Describe the bug Hi, I installed SuiteSparse in our cluster to perform QR decomposition on big sparse matrices. I'm using the python wrapper PySPQR. For small matrices everything works fine but when I try with our matrices it's throwing out of memory ERROR. The node in which I performed the test has 90GB of memory and the OOM error was thrown when the process was using only 7GB.

To Reproduce

>>> import numpy
>>> import scipy
>>> import sparseqr

>>> M = scipy.sparse.rand( 10, 10, density = 0.1 )
>>> Q, R, E, rank = sparseqr.qr( M )
>>> Q
<10x10 sparse matrix of type '<class 'numpy.float64'>'
        with 12 stored elements in COOrdinate format>

>>> M = scipy.sparse.rand( 4_000_000, 16, density = 0.1 )
>>> Q, R, E, rank = sparseqr.qr( M, economy=True )
CHOLMOD error: out of memory. file: SuiteSparse-7.6.1/CHOLMOD/Utility/t_cholmod_malloc.c line: 59
Segmentation fault

Desktop (please complete the following information):

Additional context

This is the cmake command I used for configuring the project:

cmake -DCMAKE_C_COMPILER=gcc -DCMAKE_CXX_COMPILER=g++ -DSUITESPARSE_USE_CUDA=OFF -DSUITESPARSE_ENABLE_PROJECTS="suitesparse_config;spqr" -DBLA_VENDOR="Intel10_64ilp" -DSUITESPARSE_USE_64BIT_BLAS=ON ..
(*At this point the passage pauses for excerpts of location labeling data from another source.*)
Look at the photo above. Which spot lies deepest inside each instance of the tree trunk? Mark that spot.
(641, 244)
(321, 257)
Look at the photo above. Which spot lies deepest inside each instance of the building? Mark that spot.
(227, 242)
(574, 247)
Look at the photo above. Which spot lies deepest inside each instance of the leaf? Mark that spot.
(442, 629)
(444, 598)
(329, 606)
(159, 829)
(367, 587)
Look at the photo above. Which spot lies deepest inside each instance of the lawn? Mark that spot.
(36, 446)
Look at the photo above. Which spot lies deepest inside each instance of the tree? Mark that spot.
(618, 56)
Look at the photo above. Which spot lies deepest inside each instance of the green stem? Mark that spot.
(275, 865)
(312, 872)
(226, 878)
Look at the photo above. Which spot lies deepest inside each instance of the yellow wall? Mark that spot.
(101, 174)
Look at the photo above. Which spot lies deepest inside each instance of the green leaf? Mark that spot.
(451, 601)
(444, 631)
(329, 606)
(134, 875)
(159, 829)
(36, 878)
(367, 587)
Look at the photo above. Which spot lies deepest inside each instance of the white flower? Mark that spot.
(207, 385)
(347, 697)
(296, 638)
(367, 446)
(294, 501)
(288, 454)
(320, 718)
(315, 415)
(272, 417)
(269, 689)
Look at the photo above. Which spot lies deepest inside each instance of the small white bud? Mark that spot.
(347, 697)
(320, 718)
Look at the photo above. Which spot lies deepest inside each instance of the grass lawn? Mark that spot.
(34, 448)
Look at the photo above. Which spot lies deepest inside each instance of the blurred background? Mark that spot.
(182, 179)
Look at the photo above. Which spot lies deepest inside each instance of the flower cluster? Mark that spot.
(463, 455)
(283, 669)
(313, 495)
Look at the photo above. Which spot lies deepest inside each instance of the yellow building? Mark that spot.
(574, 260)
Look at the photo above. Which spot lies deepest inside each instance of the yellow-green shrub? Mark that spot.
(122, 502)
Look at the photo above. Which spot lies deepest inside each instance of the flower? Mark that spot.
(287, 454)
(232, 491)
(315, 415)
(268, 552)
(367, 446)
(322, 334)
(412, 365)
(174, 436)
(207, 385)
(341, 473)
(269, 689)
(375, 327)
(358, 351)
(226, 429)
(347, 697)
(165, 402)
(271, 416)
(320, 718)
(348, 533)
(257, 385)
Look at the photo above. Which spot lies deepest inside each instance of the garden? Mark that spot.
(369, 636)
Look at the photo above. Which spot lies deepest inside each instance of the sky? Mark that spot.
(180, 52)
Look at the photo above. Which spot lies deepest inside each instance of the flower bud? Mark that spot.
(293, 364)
here is the output cmake_output.txt

DrTimothyAldenDavis commented 7 months ago

You’re trying to factorize an Erdos Renyi random sparse matrix. At a certain threshold a random sparse matrix takes O(n^2) memory and O(n^3) time.

Still worse you are trying to Q in its matrix form, not as its compact Houselholder representation. Your resulting Q matrix will be n by n with about O(n^2) memory. That’s pretty big since n is 4 million. It’s impossibly large and the wrong thing to ask for. A householder representation would take no more the n times m memory with m being 16.

DrTimothyAldenDavis commented 7 months ago

So this isn't a bug. If you need Q, you should ask pySPQR to return it in its compact Householder form.

The reason you run out with just 7GB in use at the time is that I do two mallocs: one to hold all the nonzero values of Q (in double) and one to hold the pattern (int64 or int32). The malloc of the double values would probably be a single malloc of nn8 bytes, or about 128 petabytes.